We currently have a situation (we use cheaper labor in developing countries to make stuff more cheaply). Some take issue with this for various reasons like exploitation, depriving local labor force of work etc. I genuinely would like to hear some viable alternatives.
The common response is "just pay them more". But that doesn't work in most situations. So what do we do?
Hmm, interesting. I wonder if you could get creative with employment benefits Of course, if you're not actively applying geopolitical pressure to keep their labor cheap, and it's a mutually consentual agreement, maybe we can just say "it's not exploitative".
That certainly would be great, but is it realistic?
Manufacturing for example, is heavily outsourced to cheaper locations.

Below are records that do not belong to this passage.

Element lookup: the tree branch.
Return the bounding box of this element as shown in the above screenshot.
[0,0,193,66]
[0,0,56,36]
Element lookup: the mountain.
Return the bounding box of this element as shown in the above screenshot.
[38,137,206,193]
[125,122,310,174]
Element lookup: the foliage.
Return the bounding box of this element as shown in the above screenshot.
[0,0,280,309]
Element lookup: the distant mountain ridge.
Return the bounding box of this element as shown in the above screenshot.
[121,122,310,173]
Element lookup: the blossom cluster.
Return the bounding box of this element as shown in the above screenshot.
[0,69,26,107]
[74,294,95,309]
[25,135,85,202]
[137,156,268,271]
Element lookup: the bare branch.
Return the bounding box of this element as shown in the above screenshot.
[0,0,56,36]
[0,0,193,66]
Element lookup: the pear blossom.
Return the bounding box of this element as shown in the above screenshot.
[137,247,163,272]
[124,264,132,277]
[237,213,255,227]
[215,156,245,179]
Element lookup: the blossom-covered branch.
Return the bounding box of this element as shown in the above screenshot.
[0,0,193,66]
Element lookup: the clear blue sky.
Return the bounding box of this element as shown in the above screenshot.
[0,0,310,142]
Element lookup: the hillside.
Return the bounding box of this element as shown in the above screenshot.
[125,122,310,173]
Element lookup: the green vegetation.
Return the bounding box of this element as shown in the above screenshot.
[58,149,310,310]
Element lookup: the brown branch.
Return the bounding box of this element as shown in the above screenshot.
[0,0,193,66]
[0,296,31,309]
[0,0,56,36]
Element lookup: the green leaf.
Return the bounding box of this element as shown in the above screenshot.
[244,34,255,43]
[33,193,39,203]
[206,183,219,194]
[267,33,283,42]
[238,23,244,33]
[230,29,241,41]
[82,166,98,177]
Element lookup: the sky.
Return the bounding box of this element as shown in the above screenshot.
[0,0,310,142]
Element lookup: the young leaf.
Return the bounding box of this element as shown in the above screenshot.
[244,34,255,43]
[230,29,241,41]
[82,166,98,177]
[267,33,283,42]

We can certainly have all the tshirts we buy in the US made in the US. Hire locally, create jobs, pay a thriving wage etc.
Then the tshirts will cost more. You might be ok with that, but will the rest of the population? Or will they opt to buy the $10 tshirts made in China? Do we impose heavy duties on anything imported, so the domestic products are price competitive? What about export markets? Will Europe buy our $50 tshirts over the $10 Chinese made tshirts?
Paying local workers a thriving wage would be great, and we certainly do it for many sectors (tech for example). I just don't know if it's workable for a lot of things.
- Pay your local workers livable wages and dont fuck the local population. Where are most of the customers located?
- If you want to hire foreign workers pay them the same or a substantial fraction of your local workers. If they are good their nationality should not matter.
- Hire and pay directly not through intermediates, dont wash your hands off from all the regulations you need to comply with.
Here we have a company which is effectively paying 10-20% of what a local worker would get (Net Salaries+Taxes+Compliance Requirements,etc). Are they going to charge for their product 10% of the US price in the Philippines?
Many companies want the "good things" about globalization: Access to cheap, unregulated workforce, free-flow of capitals, lack of responsibility for any externality created (are they contributing to social security?) but complain about the other side: worldwide liability, open borders, different regulations.
How much is a substantial fraction and who determines that? Is it a simple fraction or does it depend on the market and competitive landscape? Is it something governments should regulate or should consumers vote with their wallets?
Companies should adhere to regulations though, no arguments there.
> How much is a substantial fraction and who determines that
I determine that and I say +80% , you dont get weasel out of this with useless semantic distinctions.
> Is it a simple fraction
As oppose to a "complex" one?
> Is it something governments should regulate or should consumers vote with their wallets?
The company owners should be ethical enough to pay that.
Do you use this kind of sophistry to justify your compensation or what you charge for your product or service? I highly suspect that is not the case. Easy peasy to play Aristotle when it is about poor working-people living money.
Do you not buy anything made overseas that pays workers less than 80% of some us based rate? You don’t own an iPhone I assume? You don’t own anything with an intel in it?
If you have to pay 80% of the local wages it's not worth outsourcing and the Philippine economy loses out. Additionally it would completely mess up the Philippine economy. Suddenly people would rather work in a call centre than, for example, become a doctor because the salaries would be high and barrier to entry low.